Nonsteroidal anti-inflammatory drugs (NSAIDs) have been shown to possess chemopreventive effect on CRC. A systematic review of clinical studies showed that NSAIDs reduced both adenoma and CRC development.[15] A recent population-based case-control study shows that non-aspirin NSAIDs were associated with a duration-dependent risk reduction of CRC with effect persisting up to 1 year after discontinuation.[16] Multiple mechanisms have been proposed. First, NSAIDs induce apoptosis in CRC cells by inhibiting prostaglandin (PG) synthesis and hence increase in the levels of precursor arachidonic acid, which is involved in mediating conversion of sphingomyelin to ceramide, a mediator of apoptosis.[17] Second, PGs are shown to be associated with tumour angiogenesis, proliferation of tumour cells and immune surveillance inhibition.[18] Third, inhibition of cyclooxygenase-2 (COX-2)-derived PG production inactivates epidermal growth factor receptor (EGFR) signalling.[19] Other non-COX-mediated mechanisms of NSAIDs in cancer prevention include inhibition of activating pathways of nuclear factor kappa B (NF-kappa B)[20] and insulin-related neoplastic pathways.[21] While NSAIDs inhibit both COX-1 and COX-2, aspirin is more selective for COX-1 inhibition,[22,23] which may explain why NSAIDs appear to be more efficacious than aspirin in preventing advanced metachronous neoplasia in patients with previous colorectal neoplasia.[24] In addition, the chemopreventive effect of aspirin requires prolonged use (at least 5 years) in comparison to NSAIDs.[15,25,26]

While there is ample evidence that NSAIDs and aspirin reduce colorectal adenomas and cancer, studies that specifically focus on their chemopreventive role in PCCRC are lacking.

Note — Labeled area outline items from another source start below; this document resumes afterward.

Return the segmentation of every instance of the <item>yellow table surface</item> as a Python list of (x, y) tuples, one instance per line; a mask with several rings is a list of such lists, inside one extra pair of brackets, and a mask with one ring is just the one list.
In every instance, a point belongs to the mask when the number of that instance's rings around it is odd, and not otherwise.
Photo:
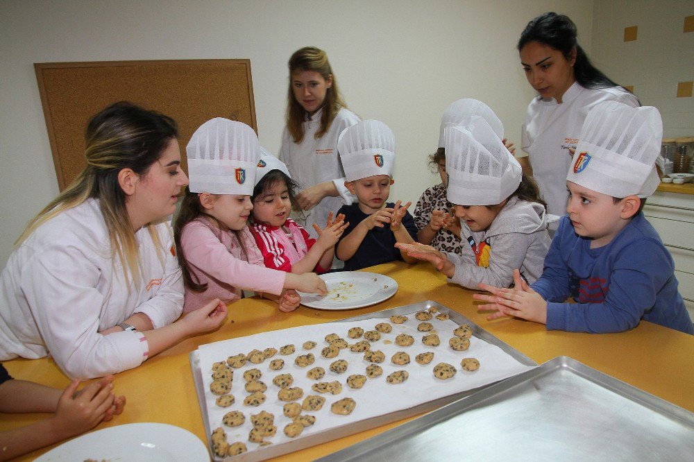
[[(217, 332), (188, 339), (139, 367), (116, 376), (115, 391), (125, 395), (123, 413), (96, 429), (140, 422), (178, 425), (206, 442), (193, 384), (189, 354), (200, 345), (257, 332), (318, 324), (434, 300), (470, 318), (492, 334), (520, 350), (539, 364), (557, 356), (568, 356), (663, 400), (694, 411), (694, 336), (648, 322), (620, 334), (574, 334), (547, 331), (545, 326), (518, 319), (487, 321), (478, 313), (472, 291), (448, 284), (431, 265), (388, 263), (369, 268), (398, 282), (398, 293), (385, 302), (350, 311), (327, 311), (300, 307), (282, 313), (276, 304), (248, 298), (230, 305), (227, 321)], [(63, 388), (69, 381), (49, 359), (15, 359), (4, 363), (10, 375)], [(46, 414), (1, 414), (0, 431), (45, 418)], [(305, 461), (325, 456), (373, 436), (406, 419), (350, 436), (287, 454), (283, 461)], [(32, 460), (51, 446), (18, 460)]]

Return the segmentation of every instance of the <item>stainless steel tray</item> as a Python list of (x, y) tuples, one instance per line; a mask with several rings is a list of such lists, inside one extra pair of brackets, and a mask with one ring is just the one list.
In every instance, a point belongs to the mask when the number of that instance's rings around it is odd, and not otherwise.
[(559, 357), (319, 460), (683, 461), (693, 454), (694, 414)]
[[(391, 308), (390, 309), (385, 309), (380, 311), (375, 311), (373, 313), (369, 313), (359, 316), (354, 316), (352, 318), (348, 318), (346, 319), (343, 319), (341, 320), (332, 321), (333, 323), (348, 323), (358, 320), (365, 320), (374, 318), (384, 318), (389, 317), (396, 314), (408, 314), (411, 313), (415, 313), (416, 311), (428, 309), (431, 307), (435, 307), (439, 311), (442, 313), (447, 313), (450, 316), (450, 318), (453, 321), (458, 323), (459, 324), (466, 323), (470, 325), (473, 330), (473, 334), (475, 336), (484, 340), (489, 343), (495, 345), (499, 347), (505, 352), (510, 355), (511, 357), (515, 359), (516, 361), (525, 366), (537, 366), (537, 363), (532, 361), (531, 359), (518, 351), (511, 345), (502, 342), (501, 340), (494, 336), (489, 332), (486, 332), (479, 325), (473, 323), (470, 319), (468, 319), (465, 316), (462, 316), (454, 311), (453, 310), (440, 305), (436, 302), (428, 300), (426, 302), (421, 302), (419, 303), (414, 303), (412, 305), (405, 305), (403, 307), (398, 307), (397, 308)], [(198, 350), (194, 350), (190, 353), (190, 366), (193, 371), (193, 379), (195, 383), (195, 389), (196, 394), (198, 395), (198, 402), (200, 405), (201, 413), (202, 413), (203, 422), (205, 425), (205, 430), (207, 434), (208, 438), (208, 447), (212, 447), (212, 440), (211, 440), (211, 434), (212, 429), (210, 425), (210, 418), (208, 416), (207, 412), (207, 404), (205, 401), (205, 386), (203, 382), (203, 375), (202, 371), (200, 368), (200, 357), (199, 352)], [(442, 406), (445, 406), (449, 403), (453, 402), (458, 400), (461, 400), (466, 396), (475, 393), (476, 391), (484, 389), (484, 388), (489, 386), (486, 385), (482, 387), (478, 387), (472, 390), (468, 390), (466, 391), (454, 393), (448, 396), (446, 396), (442, 398), (437, 400), (433, 400), (432, 401), (428, 401), (422, 404), (415, 406), (414, 407), (410, 407), (406, 409), (403, 409), (396, 412), (391, 412), (382, 416), (380, 416), (376, 418), (372, 418), (369, 419), (359, 420), (351, 424), (348, 424), (341, 427), (337, 428), (328, 429), (322, 431), (309, 434), (302, 436), (301, 438), (296, 440), (292, 440), (291, 441), (283, 443), (278, 445), (270, 445), (264, 447), (260, 447), (252, 452), (241, 454), (239, 456), (236, 456), (232, 459), (236, 460), (243, 460), (243, 461), (260, 461), (266, 459), (269, 459), (271, 457), (276, 457), (284, 454), (288, 454), (289, 452), (294, 452), (294, 451), (298, 451), (306, 447), (310, 447), (311, 446), (314, 446), (316, 445), (322, 444), (327, 443), (335, 439), (339, 438), (343, 438), (355, 433), (359, 433), (369, 429), (375, 428), (376, 427), (380, 427), (386, 424), (396, 422), (397, 420), (400, 420), (412, 416), (416, 416), (417, 414), (421, 414), (425, 412), (429, 412), (433, 409), (438, 409)], [(212, 452), (210, 451), (210, 453)], [(227, 458), (231, 459), (231, 458)], [(222, 459), (219, 458), (215, 458), (215, 461), (221, 461)]]

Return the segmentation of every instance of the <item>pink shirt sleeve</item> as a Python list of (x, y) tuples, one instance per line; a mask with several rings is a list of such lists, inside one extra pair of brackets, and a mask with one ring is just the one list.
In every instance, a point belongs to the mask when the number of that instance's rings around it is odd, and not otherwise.
[(209, 277), (255, 292), (282, 293), (287, 275), (236, 258), (204, 225), (192, 221), (183, 228), (181, 247), (189, 264)]

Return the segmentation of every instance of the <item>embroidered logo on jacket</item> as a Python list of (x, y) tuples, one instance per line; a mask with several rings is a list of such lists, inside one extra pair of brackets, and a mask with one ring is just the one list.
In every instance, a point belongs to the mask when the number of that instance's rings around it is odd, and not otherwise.
[(236, 182), (239, 185), (243, 185), (244, 182), (246, 181), (246, 170), (242, 169), (241, 167), (237, 168), (236, 171)]
[(576, 162), (573, 164), (573, 173), (580, 173), (583, 171), (588, 166), (588, 162), (591, 162), (592, 158), (590, 154), (586, 152), (579, 154)]

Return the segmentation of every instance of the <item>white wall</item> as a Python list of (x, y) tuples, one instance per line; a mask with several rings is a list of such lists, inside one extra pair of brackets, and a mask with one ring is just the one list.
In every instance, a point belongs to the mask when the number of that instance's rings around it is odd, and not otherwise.
[(250, 58), (260, 142), (276, 153), (287, 60), (302, 46), (319, 46), (349, 107), (393, 129), (391, 198), (414, 202), (435, 181), (427, 155), (446, 105), (463, 97), (486, 102), (518, 142), (534, 96), (515, 50), (520, 31), (538, 14), (562, 12), (590, 52), (593, 3), (3, 0), (0, 264), (26, 222), (58, 194), (34, 62)]

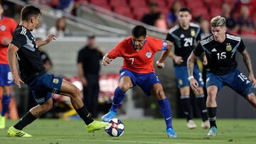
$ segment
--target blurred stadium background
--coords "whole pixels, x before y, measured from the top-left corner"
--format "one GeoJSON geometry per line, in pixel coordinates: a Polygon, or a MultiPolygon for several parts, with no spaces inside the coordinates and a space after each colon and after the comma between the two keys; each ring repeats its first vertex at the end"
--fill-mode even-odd
{"type": "MultiPolygon", "coordinates": [[[[55,27],[57,19],[65,18],[66,29],[68,31],[58,36],[57,40],[46,45],[43,49],[48,53],[53,63],[50,72],[64,76],[66,79],[72,82],[77,82],[78,52],[86,44],[87,36],[96,35],[97,45],[105,52],[129,36],[132,28],[138,24],[143,25],[148,29],[149,35],[165,39],[168,29],[175,24],[175,21],[170,22],[168,17],[170,13],[174,13],[174,8],[178,6],[174,4],[176,3],[178,3],[179,6],[189,7],[192,10],[193,22],[198,23],[203,21],[209,23],[212,17],[224,15],[226,13],[225,10],[228,9],[225,6],[228,5],[228,9],[230,9],[229,16],[234,20],[233,26],[228,31],[240,35],[244,39],[256,71],[256,57],[254,56],[256,53],[256,0],[8,0],[4,2],[4,14],[15,18],[17,22],[19,21],[19,12],[26,4],[31,4],[41,8],[43,13],[42,24],[33,32],[36,37],[46,38],[49,29],[55,27]],[[153,25],[146,24],[142,21],[143,16],[150,12],[151,6],[154,4],[158,11],[157,18],[154,21],[159,20],[159,25],[156,23],[153,25]]],[[[156,55],[156,60],[159,56],[160,54],[156,55]]],[[[237,59],[241,71],[247,74],[242,57],[238,56],[237,59]]],[[[108,67],[101,68],[101,92],[99,97],[99,111],[101,115],[110,108],[110,99],[118,84],[118,72],[122,63],[122,60],[117,58],[108,67]]],[[[174,117],[183,118],[172,60],[166,60],[166,67],[161,70],[156,70],[156,73],[171,101],[174,117]]],[[[16,110],[15,104],[12,104],[13,109],[11,109],[10,114],[11,118],[16,119],[28,110],[28,89],[25,84],[21,89],[15,88],[15,99],[13,102],[16,101],[17,109],[16,110]]],[[[146,97],[139,88],[130,90],[127,95],[121,108],[119,118],[131,119],[161,117],[157,103],[153,96],[146,97]]],[[[61,96],[55,96],[55,98],[57,99],[55,106],[61,109],[61,106],[65,107],[66,104],[68,107],[68,99],[62,99],[61,96]],[[64,101],[64,104],[58,104],[60,101],[64,101]]],[[[252,107],[229,88],[225,87],[218,94],[217,100],[218,118],[256,117],[252,107]]],[[[193,103],[193,99],[191,101],[193,103]]],[[[70,109],[63,111],[60,109],[58,111],[56,108],[54,110],[57,112],[51,111],[45,117],[59,118],[59,113],[63,114],[70,109]]],[[[195,117],[198,117],[197,111],[196,107],[194,107],[195,117]]],[[[68,118],[69,115],[61,116],[63,118],[68,118]]],[[[100,116],[100,115],[99,118],[100,116]]]]}

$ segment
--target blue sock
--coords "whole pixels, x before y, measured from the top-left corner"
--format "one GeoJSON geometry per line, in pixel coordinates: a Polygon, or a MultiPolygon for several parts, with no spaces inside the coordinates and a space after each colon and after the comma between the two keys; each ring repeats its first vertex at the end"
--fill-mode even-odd
{"type": "Polygon", "coordinates": [[[110,110],[114,111],[114,112],[117,111],[117,108],[120,106],[122,101],[124,99],[125,92],[122,92],[119,87],[117,87],[114,92],[114,98],[110,110]]]}
{"type": "Polygon", "coordinates": [[[166,128],[172,128],[171,107],[169,100],[166,98],[159,101],[159,104],[161,113],[162,113],[166,124],[166,128]]]}
{"type": "Polygon", "coordinates": [[[2,96],[2,111],[1,116],[4,116],[5,113],[8,111],[9,105],[11,101],[11,94],[9,95],[3,95],[2,96]]]}

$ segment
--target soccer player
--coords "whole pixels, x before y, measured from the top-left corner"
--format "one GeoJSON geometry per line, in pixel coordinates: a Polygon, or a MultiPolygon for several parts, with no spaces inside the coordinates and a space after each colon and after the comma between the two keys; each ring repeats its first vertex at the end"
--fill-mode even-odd
{"type": "Polygon", "coordinates": [[[153,92],[166,124],[167,135],[171,138],[177,137],[172,127],[169,101],[154,69],[154,55],[158,51],[164,50],[156,62],[158,68],[164,68],[164,62],[171,49],[169,41],[146,36],[146,28],[137,26],[132,29],[132,36],[121,41],[104,56],[102,64],[105,66],[117,57],[124,58],[124,64],[119,71],[120,82],[114,91],[112,107],[110,112],[102,116],[103,121],[108,121],[116,116],[125,92],[139,85],[146,96],[150,96],[151,92],[153,92]]]}
{"type": "MultiPolygon", "coordinates": [[[[191,106],[189,98],[190,87],[188,80],[188,70],[186,61],[196,44],[201,40],[199,26],[190,23],[191,20],[191,11],[188,8],[181,8],[179,10],[178,21],[178,24],[171,28],[166,36],[166,40],[174,45],[174,53],[170,52],[169,56],[174,60],[174,72],[178,83],[178,87],[181,92],[181,102],[183,113],[187,121],[187,127],[190,129],[195,128],[196,125],[192,120],[191,106]]],[[[201,127],[208,128],[210,127],[208,121],[206,100],[204,99],[203,81],[202,74],[198,66],[195,63],[193,69],[195,78],[199,82],[198,91],[193,92],[196,95],[196,102],[201,111],[203,121],[201,127]]]]}
{"type": "Polygon", "coordinates": [[[0,129],[5,128],[4,115],[9,110],[11,101],[11,86],[14,84],[10,67],[8,65],[7,49],[17,23],[11,18],[3,16],[3,3],[0,1],[0,91],[2,91],[0,129]]]}
{"type": "Polygon", "coordinates": [[[107,123],[96,121],[90,117],[75,86],[63,80],[60,77],[46,72],[38,48],[55,39],[55,36],[51,34],[43,41],[35,41],[31,31],[38,25],[41,16],[38,8],[31,5],[24,6],[21,12],[21,24],[16,28],[8,48],[9,62],[15,83],[18,87],[21,87],[21,83],[28,84],[38,104],[8,130],[8,135],[31,137],[22,129],[53,107],[51,93],[70,97],[73,106],[87,125],[88,132],[105,128],[107,123]],[[16,67],[17,59],[21,77],[16,67]]]}
{"type": "Polygon", "coordinates": [[[212,18],[212,35],[202,40],[188,59],[190,86],[192,89],[198,91],[198,83],[193,76],[194,62],[203,52],[206,55],[209,67],[206,75],[206,106],[210,124],[208,136],[217,135],[216,96],[224,85],[234,89],[256,108],[256,98],[252,91],[252,87],[256,88],[256,79],[250,55],[240,37],[226,33],[225,23],[225,19],[222,16],[212,18]],[[243,57],[249,71],[249,79],[237,69],[237,50],[243,57]]]}

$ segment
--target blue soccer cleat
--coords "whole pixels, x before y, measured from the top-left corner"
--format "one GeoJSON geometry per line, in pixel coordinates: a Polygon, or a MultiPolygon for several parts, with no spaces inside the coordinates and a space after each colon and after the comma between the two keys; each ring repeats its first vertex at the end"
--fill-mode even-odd
{"type": "Polygon", "coordinates": [[[177,134],[175,133],[174,129],[169,128],[166,129],[167,136],[170,138],[177,138],[177,134]]]}
{"type": "Polygon", "coordinates": [[[117,112],[110,110],[110,112],[102,116],[102,121],[108,122],[110,119],[113,118],[117,115],[117,112]]]}
{"type": "Polygon", "coordinates": [[[217,128],[215,126],[211,127],[208,133],[207,133],[207,135],[216,136],[217,135],[217,128]]]}

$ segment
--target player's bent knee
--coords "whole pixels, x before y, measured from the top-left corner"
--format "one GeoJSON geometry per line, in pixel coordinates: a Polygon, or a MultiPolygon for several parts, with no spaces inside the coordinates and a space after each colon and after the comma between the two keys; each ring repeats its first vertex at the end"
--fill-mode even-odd
{"type": "Polygon", "coordinates": [[[119,86],[119,88],[122,92],[127,92],[130,87],[132,87],[130,84],[122,84],[119,86]]]}
{"type": "Polygon", "coordinates": [[[78,88],[74,87],[71,92],[71,96],[73,98],[77,98],[80,96],[80,91],[78,88]]]}
{"type": "Polygon", "coordinates": [[[154,94],[158,100],[162,100],[166,98],[164,92],[162,89],[157,89],[154,90],[154,94]]]}

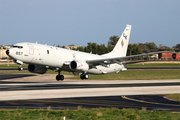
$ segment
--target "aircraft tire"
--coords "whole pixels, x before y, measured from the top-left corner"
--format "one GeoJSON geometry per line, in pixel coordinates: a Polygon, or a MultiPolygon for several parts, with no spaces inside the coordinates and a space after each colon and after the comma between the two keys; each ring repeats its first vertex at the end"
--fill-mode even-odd
{"type": "Polygon", "coordinates": [[[80,78],[81,78],[81,80],[84,80],[84,75],[81,74],[81,75],[80,75],[80,78]]]}
{"type": "Polygon", "coordinates": [[[84,74],[84,78],[85,78],[85,79],[88,79],[88,78],[89,78],[89,75],[88,75],[88,74],[84,74]]]}
{"type": "Polygon", "coordinates": [[[56,75],[56,80],[57,80],[57,81],[59,81],[59,80],[60,80],[59,75],[56,75]]]}
{"type": "Polygon", "coordinates": [[[64,75],[60,75],[60,80],[61,80],[61,81],[64,80],[64,75]]]}
{"type": "Polygon", "coordinates": [[[22,67],[18,67],[18,70],[19,70],[19,71],[23,71],[23,68],[22,68],[22,67]]]}

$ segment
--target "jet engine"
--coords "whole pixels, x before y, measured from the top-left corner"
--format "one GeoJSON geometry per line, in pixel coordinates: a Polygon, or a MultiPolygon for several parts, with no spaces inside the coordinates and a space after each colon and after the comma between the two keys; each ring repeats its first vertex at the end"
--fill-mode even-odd
{"type": "Polygon", "coordinates": [[[69,65],[71,70],[88,71],[89,65],[85,61],[73,60],[69,65]]]}
{"type": "Polygon", "coordinates": [[[29,72],[38,73],[38,74],[44,74],[47,71],[47,69],[44,66],[31,65],[31,64],[28,65],[28,70],[29,72]]]}

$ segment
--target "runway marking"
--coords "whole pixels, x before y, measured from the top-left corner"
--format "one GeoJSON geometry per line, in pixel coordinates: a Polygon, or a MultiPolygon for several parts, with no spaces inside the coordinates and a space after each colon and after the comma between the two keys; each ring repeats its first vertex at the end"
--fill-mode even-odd
{"type": "Polygon", "coordinates": [[[10,98],[10,99],[14,99],[13,97],[6,97],[6,96],[0,96],[2,98],[10,98]]]}
{"type": "Polygon", "coordinates": [[[121,96],[121,97],[124,98],[124,99],[127,99],[127,100],[136,101],[136,102],[142,102],[142,103],[158,104],[158,105],[180,106],[180,105],[173,105],[173,104],[166,104],[166,103],[157,103],[157,102],[148,102],[148,101],[143,101],[143,100],[136,100],[136,99],[133,99],[133,98],[128,98],[128,97],[126,97],[126,96],[121,96]]]}

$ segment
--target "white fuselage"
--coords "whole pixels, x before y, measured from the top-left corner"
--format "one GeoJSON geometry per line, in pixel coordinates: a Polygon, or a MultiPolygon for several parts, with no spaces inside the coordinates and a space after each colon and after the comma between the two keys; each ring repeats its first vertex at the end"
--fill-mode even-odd
{"type": "MultiPolygon", "coordinates": [[[[37,43],[18,43],[14,47],[9,49],[9,56],[14,60],[22,61],[27,64],[48,66],[51,68],[59,68],[64,71],[72,71],[69,67],[63,67],[66,62],[73,60],[94,60],[105,59],[107,57],[101,55],[95,55],[91,53],[84,53],[74,50],[68,50],[64,48],[58,48],[48,45],[42,45],[37,43]],[[17,46],[22,46],[17,47],[17,46]]],[[[68,65],[68,63],[67,63],[68,65]]],[[[97,65],[89,68],[87,73],[90,74],[107,74],[113,72],[119,72],[124,69],[123,64],[109,64],[107,66],[97,65]]],[[[79,72],[79,71],[78,71],[79,72]]]]}

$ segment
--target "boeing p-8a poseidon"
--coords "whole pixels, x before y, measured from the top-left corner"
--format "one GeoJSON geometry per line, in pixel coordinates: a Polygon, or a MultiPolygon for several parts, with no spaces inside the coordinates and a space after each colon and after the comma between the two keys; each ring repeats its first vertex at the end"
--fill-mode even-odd
{"type": "Polygon", "coordinates": [[[68,50],[37,43],[17,43],[6,51],[17,64],[27,63],[28,70],[44,74],[48,69],[57,70],[56,80],[64,80],[61,71],[73,72],[81,79],[88,79],[88,74],[118,73],[127,70],[125,60],[132,57],[150,55],[139,54],[126,56],[130,38],[131,25],[127,25],[114,49],[104,55],[96,55],[80,51],[68,50]]]}

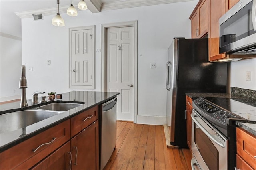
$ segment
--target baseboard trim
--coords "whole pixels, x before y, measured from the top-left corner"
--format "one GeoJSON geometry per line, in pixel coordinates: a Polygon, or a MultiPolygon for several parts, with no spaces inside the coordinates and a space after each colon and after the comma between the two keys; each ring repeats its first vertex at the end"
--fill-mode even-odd
{"type": "Polygon", "coordinates": [[[162,125],[165,124],[166,120],[165,116],[137,115],[137,123],[139,124],[162,125]]]}
{"type": "Polygon", "coordinates": [[[168,126],[166,124],[164,124],[164,135],[165,136],[165,140],[166,142],[166,146],[168,148],[172,148],[173,149],[178,149],[178,146],[176,146],[172,145],[170,143],[170,130],[168,126]]]}

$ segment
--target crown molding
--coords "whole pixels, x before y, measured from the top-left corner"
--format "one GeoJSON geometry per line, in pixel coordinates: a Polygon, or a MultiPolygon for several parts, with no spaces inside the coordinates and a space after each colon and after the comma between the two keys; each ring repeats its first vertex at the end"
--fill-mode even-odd
{"type": "Polygon", "coordinates": [[[12,39],[16,40],[18,40],[21,41],[21,38],[17,37],[16,36],[13,36],[12,35],[8,34],[6,33],[4,33],[3,32],[0,32],[0,36],[1,37],[6,37],[9,38],[11,38],[12,39]]]}
{"type": "Polygon", "coordinates": [[[191,1],[195,0],[125,0],[115,1],[103,3],[101,11],[112,10],[150,5],[159,5],[171,3],[191,1]]]}

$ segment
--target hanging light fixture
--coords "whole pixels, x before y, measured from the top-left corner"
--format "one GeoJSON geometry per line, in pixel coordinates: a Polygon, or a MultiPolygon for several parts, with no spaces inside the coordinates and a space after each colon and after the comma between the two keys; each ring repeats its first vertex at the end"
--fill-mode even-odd
{"type": "Polygon", "coordinates": [[[81,0],[78,3],[78,8],[81,10],[85,10],[87,9],[87,5],[84,0],[81,0]]]}
{"type": "Polygon", "coordinates": [[[77,16],[77,11],[73,6],[73,0],[71,0],[71,5],[68,7],[68,10],[67,10],[67,14],[71,16],[77,16]]]}
{"type": "Polygon", "coordinates": [[[63,20],[63,19],[60,15],[60,13],[59,13],[59,4],[60,4],[60,0],[57,0],[57,3],[58,3],[58,13],[57,13],[57,15],[52,18],[52,24],[58,27],[63,27],[65,26],[65,22],[64,22],[64,20],[63,20]]]}

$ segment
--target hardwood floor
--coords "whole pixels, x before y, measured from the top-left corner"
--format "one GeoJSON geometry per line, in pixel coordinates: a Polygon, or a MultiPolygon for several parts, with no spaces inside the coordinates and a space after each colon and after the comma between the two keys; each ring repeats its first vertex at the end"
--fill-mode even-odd
{"type": "Polygon", "coordinates": [[[118,121],[116,148],[104,170],[191,170],[189,149],[167,148],[163,126],[118,121]]]}

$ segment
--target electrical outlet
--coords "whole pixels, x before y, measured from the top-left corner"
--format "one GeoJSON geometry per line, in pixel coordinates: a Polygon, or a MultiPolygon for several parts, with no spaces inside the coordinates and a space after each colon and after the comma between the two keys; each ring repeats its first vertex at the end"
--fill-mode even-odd
{"type": "Polygon", "coordinates": [[[151,63],[151,68],[152,69],[155,69],[156,68],[156,64],[155,63],[151,63]]]}
{"type": "Polygon", "coordinates": [[[246,81],[251,81],[251,72],[246,71],[246,81]]]}

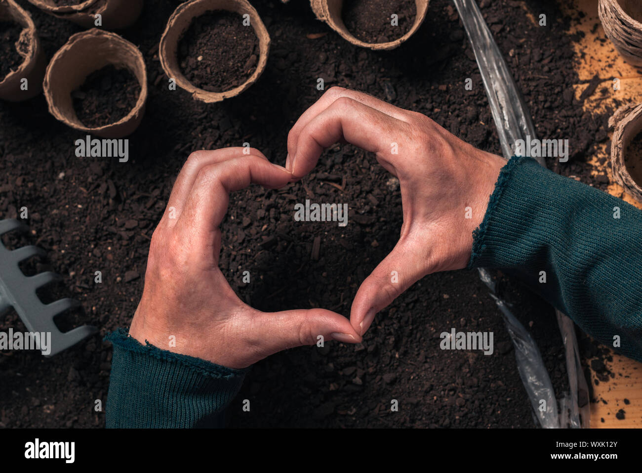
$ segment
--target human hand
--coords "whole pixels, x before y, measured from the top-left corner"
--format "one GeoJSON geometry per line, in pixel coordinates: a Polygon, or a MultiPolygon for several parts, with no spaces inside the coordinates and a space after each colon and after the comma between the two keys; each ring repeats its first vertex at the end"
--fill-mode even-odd
{"type": "Polygon", "coordinates": [[[152,237],[144,289],[130,335],[143,344],[146,340],[232,368],[285,348],[314,344],[319,335],[325,341],[360,342],[342,316],[320,308],[262,312],[241,301],[225,280],[218,268],[218,226],[229,193],[250,183],[277,188],[292,178],[258,150],[244,154],[244,149],[190,155],[152,237]]]}
{"type": "Polygon", "coordinates": [[[352,301],[351,323],[363,335],[377,312],[423,276],[467,266],[473,232],[483,219],[506,161],[462,141],[425,115],[335,87],[290,130],[286,168],[300,179],[324,148],[342,140],[375,153],[399,179],[403,208],[399,242],[352,301]],[[393,154],[395,145],[398,152],[393,154]]]}

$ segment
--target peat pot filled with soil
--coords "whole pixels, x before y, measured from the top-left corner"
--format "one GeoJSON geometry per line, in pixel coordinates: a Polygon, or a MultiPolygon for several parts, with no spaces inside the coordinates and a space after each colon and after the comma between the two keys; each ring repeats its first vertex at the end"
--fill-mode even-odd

NSAIDs/aspirin may not be effective or minimally effective in individuals who have already undergone colonoscopy in which no cancer was found and all polyps were removed. Moreover, as NSAIDs are associated with side effects like gastrointestinal bleeding (GIB), nephrotoxicity and cardiovascular events, subgroups that will benefit from the chemopreventive effects of NSAIDs should be identified.

In this study, we aimed to determine the association between the use of NSAIDs/aspirin and PCCRC development in a large cohort of patients who had undergone colonoscopy with no baseline CRC.